ЭПИЛОГ


1945. Январь.

Маттиас Хейкка сидел за столом своего дома в своей родной Марья-Коски и пил горячий и крепкий чай, согретый на плите.

Иррья, наполненная радостью, сидела напротив. Смотрела на него во все глаза и всё не могла поверить, что её муж; старый фельдфебель Маттиас, вернулся наконец-то с войны насовсем. Но им не дали и часу побыть вдвоём.

Вежливо постучав в дверь, вошёл сосед Койвулайнен, ровесник Маттиаса, потерявший руку ещё в Зимней войне и потому не воевавший теперь.

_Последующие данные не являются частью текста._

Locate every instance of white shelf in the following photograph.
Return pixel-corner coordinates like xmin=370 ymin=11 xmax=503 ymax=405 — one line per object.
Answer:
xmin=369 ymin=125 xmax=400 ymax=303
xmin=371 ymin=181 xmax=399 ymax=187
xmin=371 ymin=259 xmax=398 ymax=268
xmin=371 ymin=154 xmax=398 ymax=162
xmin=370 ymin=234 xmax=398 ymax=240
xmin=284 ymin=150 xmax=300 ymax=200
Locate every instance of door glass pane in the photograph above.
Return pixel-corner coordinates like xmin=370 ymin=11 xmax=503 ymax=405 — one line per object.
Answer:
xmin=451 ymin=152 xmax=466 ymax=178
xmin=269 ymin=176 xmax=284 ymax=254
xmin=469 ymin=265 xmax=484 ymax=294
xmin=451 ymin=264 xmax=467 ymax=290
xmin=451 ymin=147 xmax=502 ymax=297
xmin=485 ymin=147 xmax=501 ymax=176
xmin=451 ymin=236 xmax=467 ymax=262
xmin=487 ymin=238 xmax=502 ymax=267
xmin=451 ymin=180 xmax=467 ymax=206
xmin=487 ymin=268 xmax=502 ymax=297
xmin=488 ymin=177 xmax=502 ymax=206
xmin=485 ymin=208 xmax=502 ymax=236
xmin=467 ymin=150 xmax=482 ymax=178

— Здравствуйте, господин фельдфебель! — Койвулайнен слегка поклонился.

— Здравствуй, Юсси! Проходи, садись, будь гостем.

Койвулайнен снял потёртую шинель, прошёл в комнату, единственной своей левой рукой извлёк из вещмешка хлеб, сало, бутылку самодельной водки — самогонки. Поставил на стол и сел.

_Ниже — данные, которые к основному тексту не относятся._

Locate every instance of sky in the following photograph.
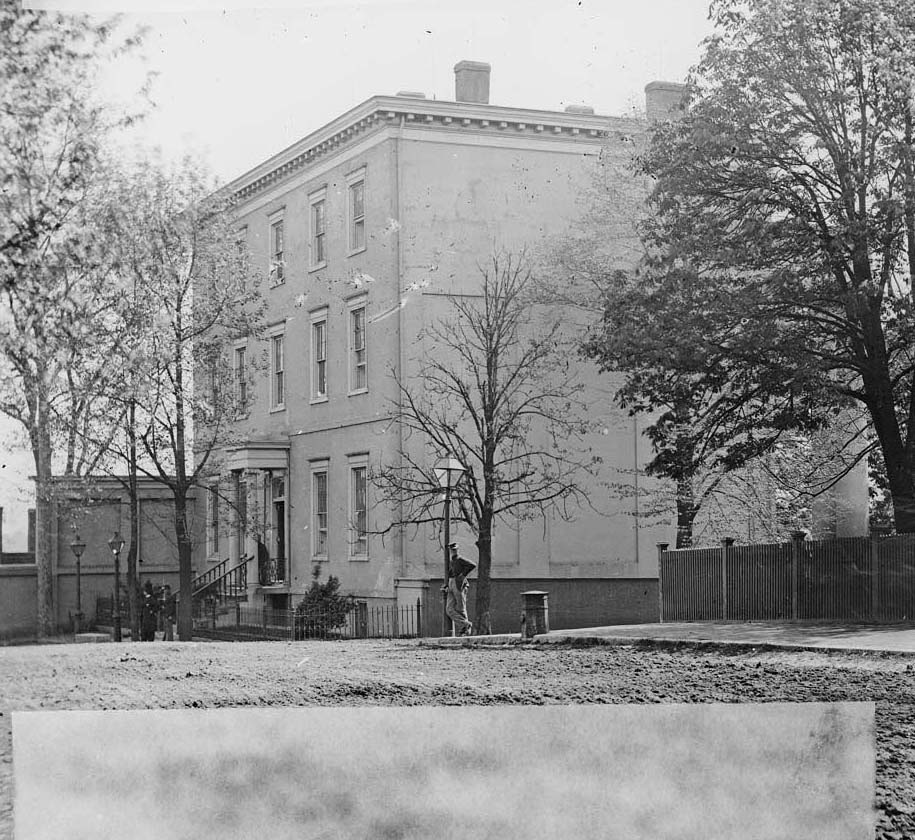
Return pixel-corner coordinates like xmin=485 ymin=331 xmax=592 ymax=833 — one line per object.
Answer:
xmin=0 ymin=0 xmax=711 ymax=551
xmin=48 ymin=0 xmax=710 ymax=182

Матти красовался в мундире с орденами на груди. Он редко их надевал. На фронте не до этого было. Рядом с медалью участника Зимней войны, которая была и у Койвулайнена, на груди Маттиаса поблескивали очень достойные награды. Два Креста за оборону «линии Маннергейма». Крест за бои у города Сумма, Крест за бои у города Муола. Тяжёлые бои были. Не так долго он и воевал там, но воевал, как всегда, добросовестно. А совсем недавно, перед Рождеством, в Лапландии, ему вручили, красивый и достойный, Крест за оборону Лапландии.

А потом произошло и совсем неожиданное. Оказывается, ещё в сорок третьем полковник Пяллинен представил фельдфебеля Хейкку за личное мужество в боях к высокой награде, к Кресту Маннергейма 3-й степени. А он, Маттиас, и не знал. Но вот теперь, перед самой его демобилизацией и уходом с фронта, буквально через неделю после вручения ему Креста за Лапландию, командир капитан Итконен неожиданно построил батальон. Построил только по одной причине — пришла награда — очень высокая и почётная. И Крест Маннергейма, с белым венком и розочкой, сам капитан прикрепил к груди фельдфебеля. Это был второй случай с Хейккой за всю войну, даже за две войны, когда у фельдфебеля едва не выступили слёзы. Он их еле сдержал. Первый раз такое было, когда погиб Мяккинен.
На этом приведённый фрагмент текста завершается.